Sunday, December 04, 2011

After Multiculturalism

As we near the end of the semester, art history classes and textbooks everywhere are coming to naive and unproblematized multicultural crescendos.  One in particular (CDROM included!) conveniently afforded a reductio ad absurdum by claiming we have no right to judge Aztec rituals of human sacrifice, which were more humane (because of their speedy technique) than a religion centered on a crucifixion that lasted for hours. Such puerilities prompt the inevitable writing on the wall from Leslie Newbigin (literally: I projected this on the Wheaton wall last week).
It is only be being faithful participants in a supranational, multicultural family of churches that we can find the resources to be at the same time faithful sustainers and cherishes of our respective cultures and also faithful critics of them… There is good and bad in every culture… The criteria for making judgments between the one and the other cannot come from culture. That is the familiar error of cultural imperialism. There can only be criteria if God has in fact shown us what his will is. He has done so in Christ. If that is denied in the name of religious pluralism, then there is no valid criterion by which the positive and negative developments in human culture can be assessed.
Once upon a time such sentiments were academically unacceptable.  But as Newbigin's multicultural Indian context has expanded, his insights have been vindicated.  With the academic dethronement of secularism to the level of one perspective among others, frank admissions like Newbigin's are finally permitted.   The bland liquid fashionably labeled "other," comprised of diluted world religions, which was bottled and sold to captive student markets by the American professoriate, has expired.  Or to put it more pointedly, religious believers colonized by critical theory are politely asking their betters if they might be permitted to govern themselves. 

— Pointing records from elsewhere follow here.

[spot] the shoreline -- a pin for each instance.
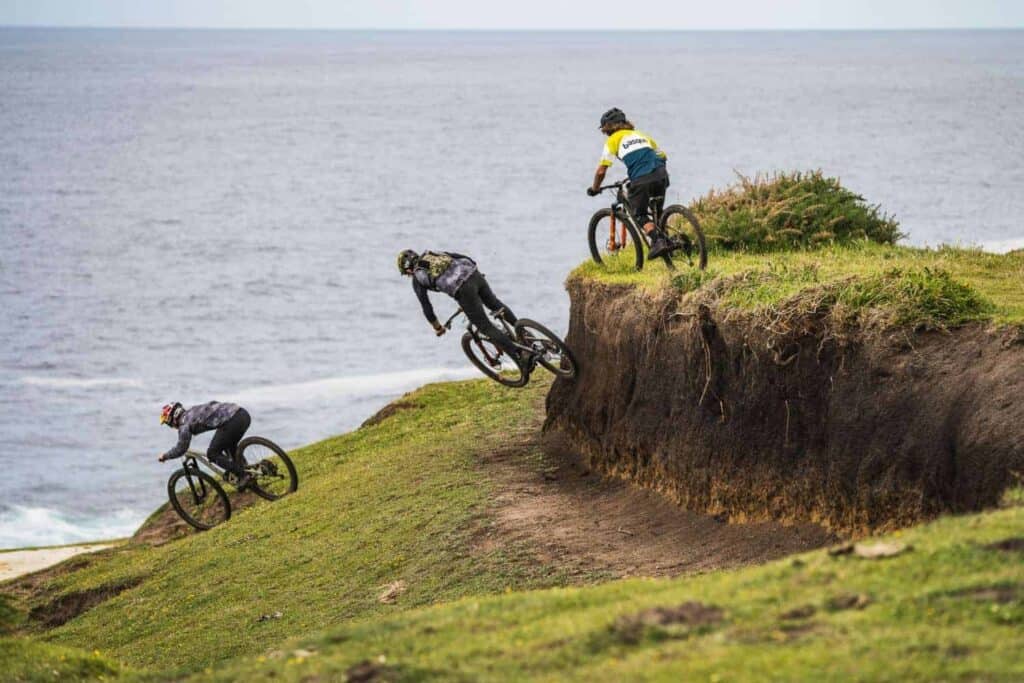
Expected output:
(16, 562)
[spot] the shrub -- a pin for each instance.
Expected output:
(787, 211)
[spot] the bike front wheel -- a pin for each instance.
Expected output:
(487, 357)
(552, 351)
(683, 227)
(198, 499)
(272, 471)
(613, 241)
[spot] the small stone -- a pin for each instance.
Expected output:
(881, 550)
(391, 592)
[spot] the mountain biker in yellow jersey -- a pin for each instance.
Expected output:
(645, 167)
(229, 420)
(458, 276)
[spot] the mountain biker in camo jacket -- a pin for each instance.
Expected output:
(645, 167)
(458, 276)
(229, 420)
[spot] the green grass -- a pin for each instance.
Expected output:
(948, 609)
(400, 501)
(902, 285)
(785, 211)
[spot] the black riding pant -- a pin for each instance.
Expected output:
(225, 441)
(473, 296)
(643, 189)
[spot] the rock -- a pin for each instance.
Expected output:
(881, 550)
(391, 592)
(848, 601)
(267, 617)
(799, 612)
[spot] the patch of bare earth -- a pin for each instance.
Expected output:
(549, 499)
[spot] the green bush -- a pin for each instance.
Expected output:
(791, 211)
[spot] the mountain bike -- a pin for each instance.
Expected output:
(201, 501)
(538, 344)
(627, 241)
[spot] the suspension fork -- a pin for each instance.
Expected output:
(190, 468)
(612, 243)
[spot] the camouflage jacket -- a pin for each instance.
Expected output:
(428, 275)
(199, 419)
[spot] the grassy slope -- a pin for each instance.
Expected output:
(948, 609)
(998, 280)
(399, 501)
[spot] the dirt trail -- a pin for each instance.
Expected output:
(585, 522)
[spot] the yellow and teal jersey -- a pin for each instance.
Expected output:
(638, 151)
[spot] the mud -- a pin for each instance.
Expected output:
(70, 605)
(790, 419)
(592, 525)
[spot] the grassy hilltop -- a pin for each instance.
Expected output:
(390, 502)
(803, 241)
(297, 590)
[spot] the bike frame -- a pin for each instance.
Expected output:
(622, 201)
(478, 337)
(192, 457)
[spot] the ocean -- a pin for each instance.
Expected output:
(195, 215)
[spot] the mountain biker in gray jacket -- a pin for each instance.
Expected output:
(229, 420)
(458, 276)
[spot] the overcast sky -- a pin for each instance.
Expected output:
(518, 13)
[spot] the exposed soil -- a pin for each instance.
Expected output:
(791, 418)
(388, 411)
(70, 605)
(586, 522)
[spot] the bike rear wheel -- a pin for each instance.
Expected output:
(198, 498)
(487, 357)
(682, 225)
(272, 471)
(552, 351)
(613, 241)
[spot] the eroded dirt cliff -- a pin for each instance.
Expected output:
(787, 417)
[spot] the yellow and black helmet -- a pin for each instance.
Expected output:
(407, 261)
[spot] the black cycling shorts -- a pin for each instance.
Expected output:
(643, 188)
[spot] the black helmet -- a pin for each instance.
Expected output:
(614, 115)
(408, 260)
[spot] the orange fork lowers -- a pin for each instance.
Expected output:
(621, 244)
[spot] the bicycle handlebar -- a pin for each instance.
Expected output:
(497, 314)
(613, 185)
(448, 323)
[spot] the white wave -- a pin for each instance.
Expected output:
(80, 382)
(1003, 246)
(24, 526)
(359, 387)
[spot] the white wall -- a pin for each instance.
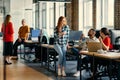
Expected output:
(20, 9)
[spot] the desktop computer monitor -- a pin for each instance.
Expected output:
(35, 34)
(75, 35)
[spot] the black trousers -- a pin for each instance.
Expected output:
(15, 46)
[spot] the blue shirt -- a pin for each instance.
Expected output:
(61, 40)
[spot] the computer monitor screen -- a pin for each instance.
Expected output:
(75, 35)
(35, 33)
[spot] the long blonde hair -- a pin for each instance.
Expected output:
(7, 20)
(60, 23)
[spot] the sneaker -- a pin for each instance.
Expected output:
(77, 74)
(59, 72)
(63, 73)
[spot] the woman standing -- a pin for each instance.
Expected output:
(61, 35)
(7, 30)
(105, 39)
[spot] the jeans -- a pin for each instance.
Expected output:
(76, 52)
(61, 50)
(15, 46)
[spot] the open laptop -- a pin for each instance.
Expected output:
(94, 46)
(34, 35)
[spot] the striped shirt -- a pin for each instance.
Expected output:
(61, 40)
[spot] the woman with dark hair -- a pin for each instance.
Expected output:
(61, 34)
(105, 39)
(7, 30)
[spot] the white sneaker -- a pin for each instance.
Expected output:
(77, 74)
(59, 72)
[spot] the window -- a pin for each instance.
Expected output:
(44, 15)
(105, 14)
(85, 15)
(51, 17)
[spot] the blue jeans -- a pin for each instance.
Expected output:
(76, 53)
(61, 50)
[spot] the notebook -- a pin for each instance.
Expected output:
(34, 35)
(94, 46)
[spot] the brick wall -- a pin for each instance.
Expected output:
(117, 14)
(69, 14)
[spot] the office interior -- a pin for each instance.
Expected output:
(81, 15)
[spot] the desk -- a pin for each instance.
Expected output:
(108, 55)
(50, 48)
(31, 44)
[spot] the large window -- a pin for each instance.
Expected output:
(51, 17)
(44, 15)
(85, 15)
(105, 13)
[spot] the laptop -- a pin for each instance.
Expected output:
(34, 35)
(94, 46)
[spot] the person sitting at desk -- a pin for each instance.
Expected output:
(91, 38)
(105, 39)
(23, 35)
(43, 39)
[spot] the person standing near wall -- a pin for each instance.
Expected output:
(23, 35)
(61, 35)
(8, 31)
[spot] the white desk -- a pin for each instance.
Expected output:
(108, 55)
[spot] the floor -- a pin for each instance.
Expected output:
(22, 70)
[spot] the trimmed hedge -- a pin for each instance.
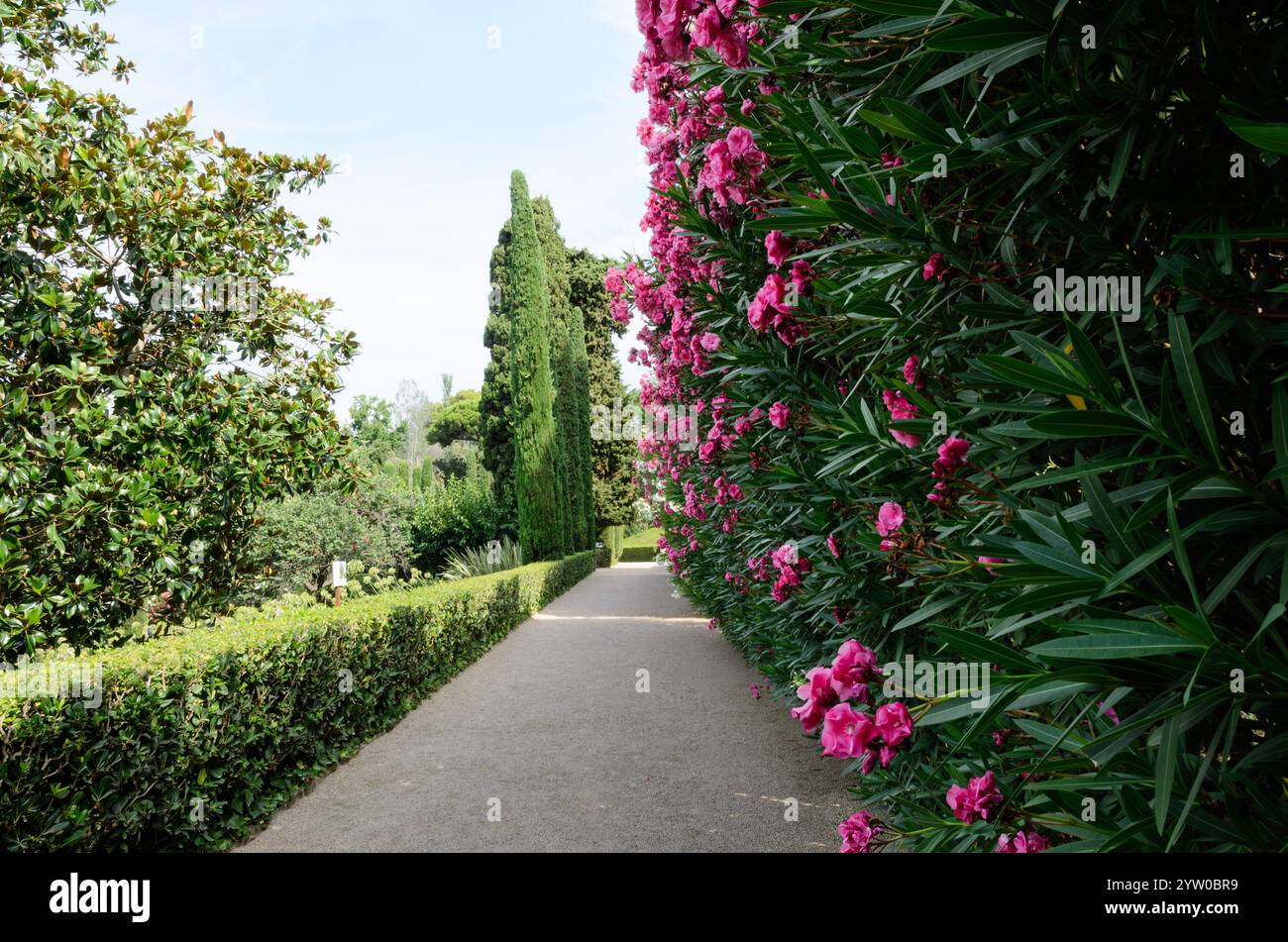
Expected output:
(612, 538)
(204, 735)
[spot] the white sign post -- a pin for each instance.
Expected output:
(339, 577)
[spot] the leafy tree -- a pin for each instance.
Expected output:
(541, 525)
(458, 421)
(156, 386)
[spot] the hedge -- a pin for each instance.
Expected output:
(202, 736)
(911, 448)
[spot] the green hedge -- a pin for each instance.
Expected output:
(642, 547)
(233, 722)
(612, 538)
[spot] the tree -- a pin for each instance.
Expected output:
(613, 460)
(535, 450)
(412, 407)
(156, 386)
(373, 427)
(585, 484)
(458, 421)
(496, 424)
(554, 257)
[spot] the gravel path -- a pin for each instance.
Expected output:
(549, 731)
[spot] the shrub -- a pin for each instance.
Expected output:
(465, 564)
(232, 722)
(851, 214)
(463, 512)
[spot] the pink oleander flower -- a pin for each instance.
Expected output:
(846, 732)
(857, 833)
(934, 267)
(894, 723)
(889, 519)
(851, 670)
(777, 248)
(780, 414)
(818, 695)
(1021, 843)
(975, 800)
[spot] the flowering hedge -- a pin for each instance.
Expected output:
(979, 310)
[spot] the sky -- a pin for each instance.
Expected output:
(426, 107)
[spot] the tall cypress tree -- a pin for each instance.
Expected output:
(496, 424)
(541, 525)
(580, 369)
(554, 257)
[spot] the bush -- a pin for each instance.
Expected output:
(299, 538)
(612, 538)
(232, 722)
(911, 452)
(464, 512)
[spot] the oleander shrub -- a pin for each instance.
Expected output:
(204, 735)
(914, 447)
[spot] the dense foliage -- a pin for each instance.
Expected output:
(915, 447)
(541, 498)
(202, 736)
(156, 385)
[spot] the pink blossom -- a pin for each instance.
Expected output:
(846, 732)
(857, 833)
(851, 670)
(975, 800)
(780, 414)
(894, 723)
(777, 248)
(1021, 843)
(889, 519)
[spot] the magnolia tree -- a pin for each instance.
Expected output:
(979, 306)
(156, 385)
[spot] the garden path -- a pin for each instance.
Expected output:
(549, 728)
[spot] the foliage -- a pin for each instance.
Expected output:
(299, 538)
(612, 461)
(239, 719)
(463, 512)
(1106, 521)
(541, 525)
(458, 420)
(155, 385)
(465, 564)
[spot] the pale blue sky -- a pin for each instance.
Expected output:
(426, 123)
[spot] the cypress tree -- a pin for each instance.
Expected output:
(496, 424)
(554, 257)
(541, 525)
(580, 369)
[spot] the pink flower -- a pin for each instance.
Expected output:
(846, 732)
(894, 723)
(780, 414)
(818, 695)
(777, 248)
(857, 833)
(1021, 843)
(935, 267)
(977, 800)
(851, 670)
(889, 519)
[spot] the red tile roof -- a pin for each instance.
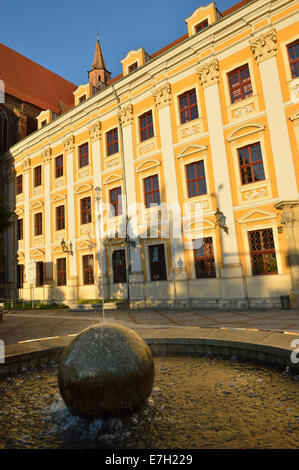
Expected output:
(30, 82)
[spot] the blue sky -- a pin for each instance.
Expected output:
(61, 35)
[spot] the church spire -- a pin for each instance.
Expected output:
(98, 72)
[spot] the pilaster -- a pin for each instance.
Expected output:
(136, 277)
(72, 278)
(26, 165)
(95, 134)
(231, 271)
(162, 97)
(290, 220)
(46, 156)
(264, 49)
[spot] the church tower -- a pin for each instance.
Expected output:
(98, 74)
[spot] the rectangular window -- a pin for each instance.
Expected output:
(188, 106)
(115, 201)
(262, 252)
(112, 141)
(204, 261)
(240, 84)
(38, 224)
(119, 266)
(157, 263)
(37, 176)
(133, 67)
(19, 184)
(251, 163)
(293, 50)
(61, 271)
(20, 276)
(151, 191)
(85, 210)
(196, 179)
(87, 261)
(20, 229)
(60, 218)
(39, 273)
(83, 155)
(59, 166)
(203, 25)
(146, 126)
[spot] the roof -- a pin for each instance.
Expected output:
(98, 61)
(227, 12)
(30, 82)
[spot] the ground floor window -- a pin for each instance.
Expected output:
(88, 277)
(157, 263)
(204, 262)
(262, 252)
(61, 271)
(119, 266)
(20, 276)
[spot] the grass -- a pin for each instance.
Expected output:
(36, 305)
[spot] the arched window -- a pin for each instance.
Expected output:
(3, 132)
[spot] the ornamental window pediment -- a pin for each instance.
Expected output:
(191, 149)
(257, 215)
(83, 188)
(148, 165)
(245, 131)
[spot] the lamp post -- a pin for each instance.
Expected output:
(98, 190)
(64, 247)
(220, 220)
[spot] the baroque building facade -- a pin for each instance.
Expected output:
(26, 89)
(211, 122)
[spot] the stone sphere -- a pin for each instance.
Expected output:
(107, 370)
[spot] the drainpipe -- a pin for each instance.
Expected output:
(126, 205)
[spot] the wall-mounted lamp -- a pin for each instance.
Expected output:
(65, 248)
(220, 220)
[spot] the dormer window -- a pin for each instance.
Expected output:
(200, 26)
(133, 67)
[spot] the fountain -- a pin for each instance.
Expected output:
(107, 370)
(105, 397)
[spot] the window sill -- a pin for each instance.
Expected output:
(147, 146)
(240, 109)
(190, 129)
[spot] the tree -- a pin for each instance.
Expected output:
(5, 215)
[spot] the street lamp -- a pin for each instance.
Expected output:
(65, 248)
(220, 220)
(98, 190)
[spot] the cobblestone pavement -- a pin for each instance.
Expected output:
(24, 325)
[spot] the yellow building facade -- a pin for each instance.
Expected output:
(210, 124)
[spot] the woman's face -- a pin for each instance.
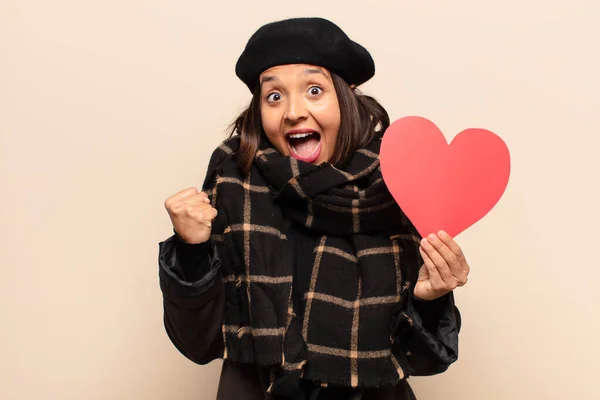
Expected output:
(300, 111)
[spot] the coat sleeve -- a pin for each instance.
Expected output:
(193, 298)
(427, 331)
(432, 338)
(191, 283)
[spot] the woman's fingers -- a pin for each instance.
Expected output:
(440, 263)
(458, 263)
(434, 276)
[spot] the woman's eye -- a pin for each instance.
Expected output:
(274, 97)
(315, 90)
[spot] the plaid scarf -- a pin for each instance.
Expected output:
(360, 257)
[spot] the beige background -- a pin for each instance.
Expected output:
(108, 107)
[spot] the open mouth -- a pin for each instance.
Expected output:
(305, 146)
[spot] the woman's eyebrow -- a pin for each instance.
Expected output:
(309, 71)
(268, 78)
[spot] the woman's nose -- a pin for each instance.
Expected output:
(296, 109)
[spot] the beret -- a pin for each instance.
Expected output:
(315, 41)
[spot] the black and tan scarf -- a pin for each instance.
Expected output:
(333, 237)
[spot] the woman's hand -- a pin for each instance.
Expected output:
(191, 215)
(445, 267)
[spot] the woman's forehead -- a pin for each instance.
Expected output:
(299, 69)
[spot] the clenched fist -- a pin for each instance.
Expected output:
(191, 215)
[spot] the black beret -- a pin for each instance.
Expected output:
(315, 41)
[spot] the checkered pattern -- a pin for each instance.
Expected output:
(363, 254)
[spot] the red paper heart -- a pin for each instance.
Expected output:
(441, 186)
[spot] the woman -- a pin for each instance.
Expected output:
(294, 264)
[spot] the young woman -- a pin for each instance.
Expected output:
(294, 264)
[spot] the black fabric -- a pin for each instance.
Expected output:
(358, 249)
(315, 41)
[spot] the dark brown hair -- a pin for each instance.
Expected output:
(361, 119)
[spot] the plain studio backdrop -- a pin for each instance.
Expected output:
(109, 107)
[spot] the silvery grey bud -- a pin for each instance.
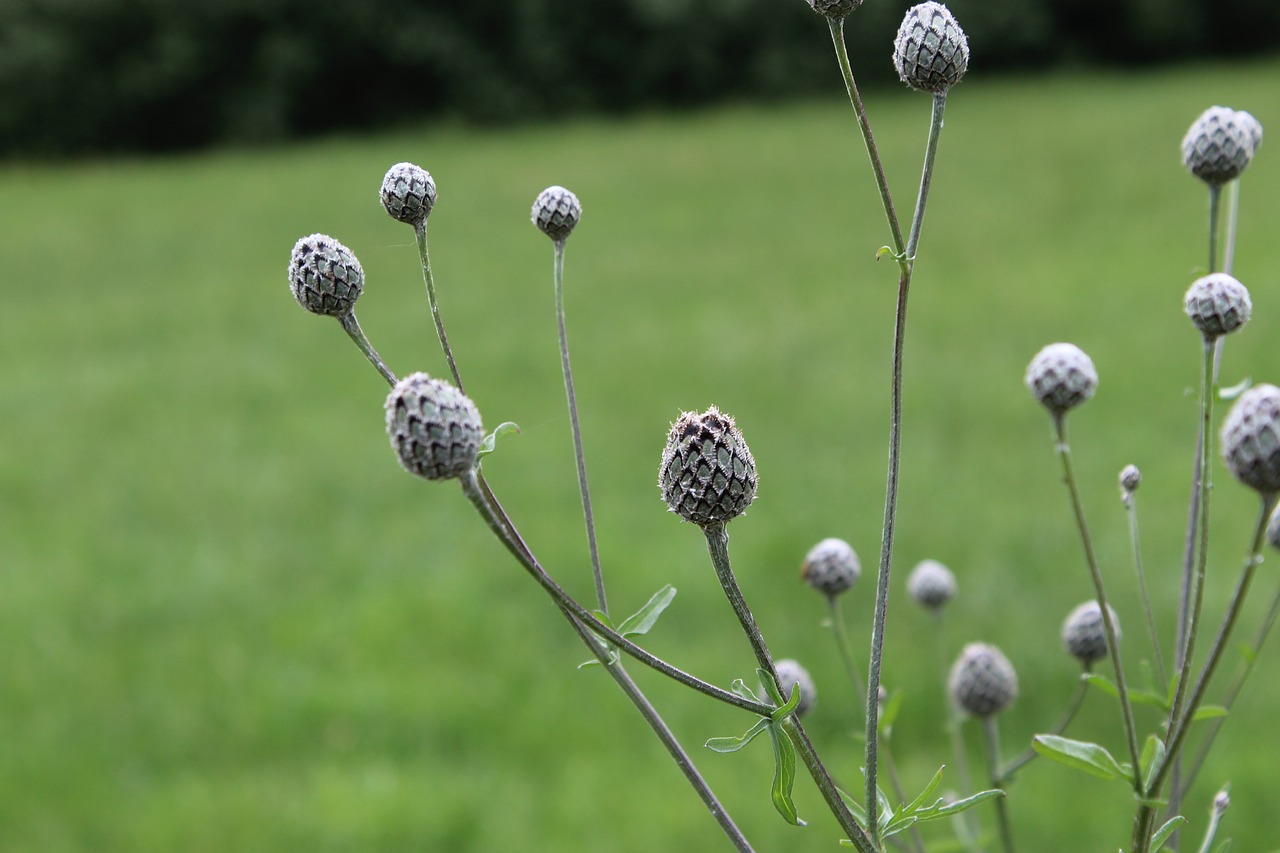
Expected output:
(407, 194)
(931, 584)
(1217, 304)
(1083, 633)
(435, 429)
(831, 566)
(1251, 438)
(324, 276)
(1061, 377)
(931, 51)
(1219, 145)
(707, 473)
(556, 211)
(982, 680)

Consider, for example, torpedoes fired by feminist scholar Tina Beattie such as these:
When western secular scholars override [religious] concerns through their commitment to the 'outsider' approach to religious studies, they betray their own positioning within a dominant ideology of western secularism that marginalizes or silences religious ways of knowing...  One does not acquire a more truthful understanding of the transcendent Other by seeking to transcend religions, because if this Other is knowable at all then it is knowable only through its inscription in the religious stories people tell, which allow the unknowable Other to become the personal and intimate beloved of religious believers.
Why, asks Beattie, do secular feminist scholars of religion, for all their daring methodologies, nearly never mention prayer?  For Beattie, the solution is not Mary Daly's "elimination of both God and method," but "the relativization of method through the reincorporation of transcendence."  The boomerang of critique has returned to its academic wielders:
From the ivory towers of academia, feminists and gender theorists have become proficient at identifying - and often condemning - the patriarchal, hierarchical and authoritarian characteristics of religious institutions.  But compared with the hierarchies of academia, the world's religious institutions are flourishing and dynamic communities.
Not your grandmother's feminism, that. Critique must of course continue (and with Beattie, most certainly does).  But without the possibility of real, revealed religion, there simply is no multicultural vantage point from which to see.  In other words, the Guerilla Girls are back - but they now, like most of this world's women, believe in God.